Kleine Wunde ohne Nachwirkung
2. Herren | 19. Apr 2016

Der Blick auf die Torschützen beweist. Es war eine geschlossene Mannschaftsleistung. Zwar ragte Rechtsaußen Tim Wieling mit acht Treffern aus dem grün-weißen Kollektiv heraus. Doch der Flügelflitzer war auch vier Mal von der Marke erfolgreich. Auf das Konto des Linkshänders gingen auch die wichtigen Treffer zum 20:19 und 21:19.

„Wir setzen uns immer kleine Ziele” antwortete GWD-II-Trainer Markus Ernst auf die Frage, wie es seinem gelänge, den Spannungsbogen auch nach lange feststehenden Ligaverbleib zu halten. Mit der Marschroute, nur über einen zeitlich knapp bemessenen Horizont nachzudenken, fährt die Zweitliga-Reserve in dieser Spielzeit ausgesprochen gut und hat bereits 35 Zähler auf dem Konto und kann sich sogar noch Hoffnungen auf den vierten Tabellenplatz machen. Den hat derzeit der punktgleiche TV Korschenbroich inne. Zwei Spieltage vor Ende der Saison das einzige Team, gegen das die Dankerser keinen Punktgewinn verbuchen konnte. Und so scheint die Marschroute – neben dem Erreichen von Platz vier – für die beiden finalen Spieltage klar. Gegen den TuS Volmetal und den Soester TV jeweils nicht die zweite Niederlage zu kassieren.

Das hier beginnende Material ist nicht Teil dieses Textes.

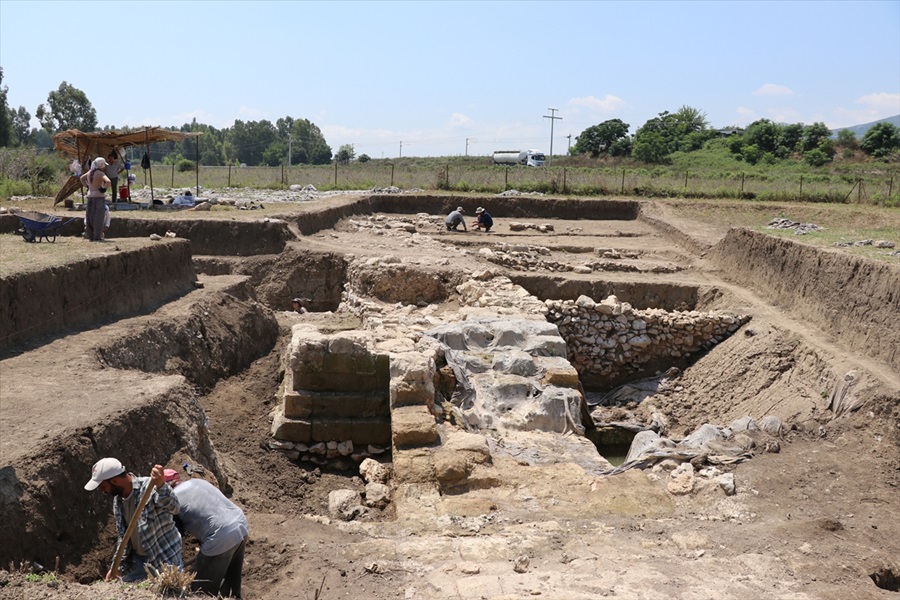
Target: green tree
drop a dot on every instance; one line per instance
(21, 125)
(67, 108)
(764, 134)
(813, 135)
(881, 140)
(5, 121)
(847, 139)
(598, 139)
(344, 154)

Dazu wird das nötig sein, was den Mindenern in den vergangenen Partien – ausgenommen dem 40:46-Schützenfest in Leichlingen – herausragend gelungen ist. Emotionalität zeigen. „Heute haben wir in diesem Punkt an die Varel-Leistung angeknüpft”, war Ernst vom Auftritt seines Talentschuppens gegen die mit internationalen Spielern gespickten Fredenbecker angetan. Und die nötigen Emotionen halfen vor allem in der Defensive. Lediglich 21 Gegentore sprechen eine deutliche Sprache und sind der Beleg für die laut Ernst „herausragende Defensivarbeit”. Und dahinter zeigte Colin Räbiger, dass die Weserstädter über drei starke Schlussmänner verfügen. Räbiger untermauerte seine derzeit gute Form und war immer dann zur Stelle, wenn die Gäste doch einmal eine Lücke in der Abwehr gefunden hatten.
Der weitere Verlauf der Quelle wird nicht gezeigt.